Lenograstim prevents morbidity from intensive induction chemotherapy in the treatment of inflammatory breast cancer.

Abstract
PURPOSE To compare the efficacy and safety of recombinant human granulocyte colony-stimulating factor (rHuG-CSF) versus its inert vehicle in patients with unilateral nonmetastatic inflammatory breast cancer treated with fluorouracil, epirubicin, and cyclophosphamide high-dose (FEC-HD) neoadjuvant chemotherapy.
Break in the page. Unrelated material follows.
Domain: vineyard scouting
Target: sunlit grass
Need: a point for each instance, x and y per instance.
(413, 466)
PATIENTS AND METHODS One hundred twenty patients have been enrolled by nine French centers in this double-blind, parallel-group, vehicle-controlled study to compare at each cycle subcutaneous lenograstim (5 micrograms/kg/d) with placebo given from day 6 to day 15 after the induction chemotherapy (day 1 to day 4, fluorouracil 750 mg/m2 continuous intravenous [IV] infusion; day 2 to day 4, epirubicin 35 mg/m2 and cyclophosphamide 400 mg/m2 both IV push). Four cycles were planned every 3 weeks before locoregional treatment. Patients with febrile neutropenia remained blinded for the subsequent cycles. RESULTS Lenograstim significantly reduced the duration of neutropenia at less than 0.5 x 10(9)/L and less than 1 x 10(9)/L to a median duration of 2 and 3 days, respectively, as compared with 5 and 7 days in the placebo group. This translated into a statistically significant reduced incidence of microbiologically documented infections, and a decreased need for rehospitalizations for infectious events and antibiotic use. Clinical objective tumor response rate observed after four cycles was 89.6% and 93%, respectively, in the placebo and treated groups. Mild transient bone and injection-site pain, myelemia, and hyperleukocytosis were the most frequently reported adverse events associated with lenograstim. CONCLUSION Lenograstim is safe and effective to reduce morbidity associated with FEC-HD neoadjuvant chemotherapy in inflammatory breast cancer. Response rate is not affected.